Personally, and of course you can define it however you want, I think something that "changes the world" needs to be both significant and lasting. Getting people to play one game instead of another for a few months isn't either. Squeezable ketchup bottles are much closer.


Instead of being obsessed with entertainment and other forms of self gratification, it would be nice if people focused on important problems with actual historical consequence.


So, instead of engaging in some harmless recreation, you reckon it's morally superior to go on Hacker News and chastise people for engaging in harmless recreation?
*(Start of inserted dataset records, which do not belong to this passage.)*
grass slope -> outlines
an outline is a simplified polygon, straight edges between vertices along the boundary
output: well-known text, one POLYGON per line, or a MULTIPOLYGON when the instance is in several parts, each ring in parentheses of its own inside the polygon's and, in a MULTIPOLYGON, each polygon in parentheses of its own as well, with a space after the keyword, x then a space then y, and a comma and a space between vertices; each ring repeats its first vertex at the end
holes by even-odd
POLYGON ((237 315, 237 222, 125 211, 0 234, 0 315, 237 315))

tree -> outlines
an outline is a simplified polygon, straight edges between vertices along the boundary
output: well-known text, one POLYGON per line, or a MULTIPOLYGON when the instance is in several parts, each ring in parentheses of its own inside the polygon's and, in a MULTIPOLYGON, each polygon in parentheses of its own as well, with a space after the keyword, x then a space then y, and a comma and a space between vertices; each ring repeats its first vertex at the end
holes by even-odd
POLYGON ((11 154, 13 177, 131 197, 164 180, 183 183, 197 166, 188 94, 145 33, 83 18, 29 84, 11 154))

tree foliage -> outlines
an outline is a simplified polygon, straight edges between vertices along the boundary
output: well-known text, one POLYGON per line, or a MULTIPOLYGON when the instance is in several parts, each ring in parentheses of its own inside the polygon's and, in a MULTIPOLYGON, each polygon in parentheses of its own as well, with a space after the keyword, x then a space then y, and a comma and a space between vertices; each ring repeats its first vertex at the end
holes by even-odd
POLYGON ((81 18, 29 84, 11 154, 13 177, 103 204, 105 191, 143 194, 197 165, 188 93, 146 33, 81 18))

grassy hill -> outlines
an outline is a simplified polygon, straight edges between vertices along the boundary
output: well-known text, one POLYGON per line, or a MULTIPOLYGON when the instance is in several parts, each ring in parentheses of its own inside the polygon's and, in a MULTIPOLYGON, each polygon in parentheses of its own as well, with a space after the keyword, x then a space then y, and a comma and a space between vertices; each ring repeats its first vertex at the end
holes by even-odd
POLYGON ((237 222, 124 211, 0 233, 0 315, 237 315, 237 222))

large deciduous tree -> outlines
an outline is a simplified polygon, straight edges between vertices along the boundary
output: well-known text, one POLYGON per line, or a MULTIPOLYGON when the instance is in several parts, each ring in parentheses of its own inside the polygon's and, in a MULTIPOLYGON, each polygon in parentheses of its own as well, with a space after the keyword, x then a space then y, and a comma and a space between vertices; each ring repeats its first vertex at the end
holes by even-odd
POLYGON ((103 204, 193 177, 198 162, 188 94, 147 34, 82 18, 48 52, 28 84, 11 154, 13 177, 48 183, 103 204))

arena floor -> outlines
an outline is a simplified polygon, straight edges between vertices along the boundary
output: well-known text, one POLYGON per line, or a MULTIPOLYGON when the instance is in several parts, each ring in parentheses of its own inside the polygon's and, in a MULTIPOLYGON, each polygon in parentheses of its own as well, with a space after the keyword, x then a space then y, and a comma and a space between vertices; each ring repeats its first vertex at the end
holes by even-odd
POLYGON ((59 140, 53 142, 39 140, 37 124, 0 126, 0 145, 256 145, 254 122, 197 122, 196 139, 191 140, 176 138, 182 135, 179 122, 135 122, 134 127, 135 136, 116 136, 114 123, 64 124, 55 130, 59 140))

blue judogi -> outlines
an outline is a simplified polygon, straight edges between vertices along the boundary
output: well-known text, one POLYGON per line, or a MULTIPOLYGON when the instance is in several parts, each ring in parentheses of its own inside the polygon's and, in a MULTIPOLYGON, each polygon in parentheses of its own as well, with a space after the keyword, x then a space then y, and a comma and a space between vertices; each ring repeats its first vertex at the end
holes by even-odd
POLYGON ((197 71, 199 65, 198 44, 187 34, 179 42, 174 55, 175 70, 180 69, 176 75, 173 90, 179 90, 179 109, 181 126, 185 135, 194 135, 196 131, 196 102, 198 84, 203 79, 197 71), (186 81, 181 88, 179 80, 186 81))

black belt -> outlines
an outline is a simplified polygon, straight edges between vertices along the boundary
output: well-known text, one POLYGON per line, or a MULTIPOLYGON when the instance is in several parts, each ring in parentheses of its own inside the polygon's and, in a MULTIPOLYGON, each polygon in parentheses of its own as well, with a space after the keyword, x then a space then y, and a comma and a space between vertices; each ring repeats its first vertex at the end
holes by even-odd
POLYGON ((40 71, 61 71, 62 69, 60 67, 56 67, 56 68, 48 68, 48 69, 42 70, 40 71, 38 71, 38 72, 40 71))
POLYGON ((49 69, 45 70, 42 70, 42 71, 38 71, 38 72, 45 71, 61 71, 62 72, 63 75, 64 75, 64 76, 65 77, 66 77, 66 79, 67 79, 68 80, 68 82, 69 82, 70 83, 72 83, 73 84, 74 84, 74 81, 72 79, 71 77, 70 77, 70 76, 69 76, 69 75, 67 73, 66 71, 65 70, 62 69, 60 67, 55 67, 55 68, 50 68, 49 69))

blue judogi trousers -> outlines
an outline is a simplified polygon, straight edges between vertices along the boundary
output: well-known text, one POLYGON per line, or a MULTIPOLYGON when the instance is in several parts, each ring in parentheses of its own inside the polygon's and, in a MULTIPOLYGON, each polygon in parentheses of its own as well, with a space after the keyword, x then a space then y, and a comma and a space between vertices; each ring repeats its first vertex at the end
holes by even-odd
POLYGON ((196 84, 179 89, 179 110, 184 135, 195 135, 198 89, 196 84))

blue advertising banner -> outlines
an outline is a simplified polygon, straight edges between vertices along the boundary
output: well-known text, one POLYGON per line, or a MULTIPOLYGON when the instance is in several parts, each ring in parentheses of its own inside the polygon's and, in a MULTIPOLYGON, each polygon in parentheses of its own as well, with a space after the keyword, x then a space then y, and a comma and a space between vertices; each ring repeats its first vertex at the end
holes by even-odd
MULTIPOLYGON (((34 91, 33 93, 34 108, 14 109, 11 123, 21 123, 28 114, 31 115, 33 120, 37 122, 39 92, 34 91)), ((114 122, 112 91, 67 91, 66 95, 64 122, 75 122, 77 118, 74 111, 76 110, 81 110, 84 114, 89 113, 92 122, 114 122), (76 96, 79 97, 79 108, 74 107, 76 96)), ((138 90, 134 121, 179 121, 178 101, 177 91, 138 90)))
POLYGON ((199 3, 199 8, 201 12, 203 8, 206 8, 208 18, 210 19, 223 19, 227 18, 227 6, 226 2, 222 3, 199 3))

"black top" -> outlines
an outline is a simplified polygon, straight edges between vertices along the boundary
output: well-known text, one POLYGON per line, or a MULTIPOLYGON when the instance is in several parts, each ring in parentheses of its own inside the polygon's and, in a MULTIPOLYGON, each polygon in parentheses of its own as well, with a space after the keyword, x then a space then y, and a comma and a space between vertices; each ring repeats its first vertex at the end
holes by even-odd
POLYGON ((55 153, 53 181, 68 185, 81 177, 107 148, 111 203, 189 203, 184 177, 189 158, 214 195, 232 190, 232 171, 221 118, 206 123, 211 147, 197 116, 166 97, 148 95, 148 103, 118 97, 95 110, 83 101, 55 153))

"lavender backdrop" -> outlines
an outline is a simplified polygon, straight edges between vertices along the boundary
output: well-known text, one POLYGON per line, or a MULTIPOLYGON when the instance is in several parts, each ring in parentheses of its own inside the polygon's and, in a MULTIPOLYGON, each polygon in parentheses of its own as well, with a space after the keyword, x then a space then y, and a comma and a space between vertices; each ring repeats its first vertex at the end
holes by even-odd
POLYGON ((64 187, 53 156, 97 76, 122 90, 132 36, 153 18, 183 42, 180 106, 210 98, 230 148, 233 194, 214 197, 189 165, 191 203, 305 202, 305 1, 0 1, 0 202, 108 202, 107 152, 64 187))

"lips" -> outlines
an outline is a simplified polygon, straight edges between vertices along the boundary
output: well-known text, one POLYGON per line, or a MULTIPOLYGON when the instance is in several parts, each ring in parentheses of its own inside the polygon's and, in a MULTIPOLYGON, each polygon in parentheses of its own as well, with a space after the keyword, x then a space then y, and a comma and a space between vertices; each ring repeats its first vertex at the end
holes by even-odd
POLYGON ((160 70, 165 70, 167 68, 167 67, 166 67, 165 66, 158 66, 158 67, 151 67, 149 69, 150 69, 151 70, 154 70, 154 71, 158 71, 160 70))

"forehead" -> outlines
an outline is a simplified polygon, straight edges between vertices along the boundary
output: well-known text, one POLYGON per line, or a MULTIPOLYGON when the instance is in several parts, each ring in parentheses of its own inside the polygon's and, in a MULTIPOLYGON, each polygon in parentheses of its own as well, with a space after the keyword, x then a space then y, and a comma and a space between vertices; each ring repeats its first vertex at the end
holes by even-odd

I think instead of being obsessed with criticizing others, it would be nice if people focused on just about anything else in the world.

Games are not the loftiest goal in the world, but they do make people happy and engage their minds. Not everyone is going to cure cancer, and it is not reasonable to criticize them for not being that person. Yes, curing cancer would be grand, but we need plumbers too. Just because something isn't historically significant doesn't mean it isn't significant.


I'm not criticizing them for what they do, I'm criticizing them for the whole wooo I'm changing the world arrogance. Take it down a notch and get some perspective.


The one thing more frustrating than "woo i'm changing the world" arrogance is "woo, i'm making a difference by helping the 'woo i'm changing the world' people get some perspective."

If you don't like their arrogance, put them in their place by doing better.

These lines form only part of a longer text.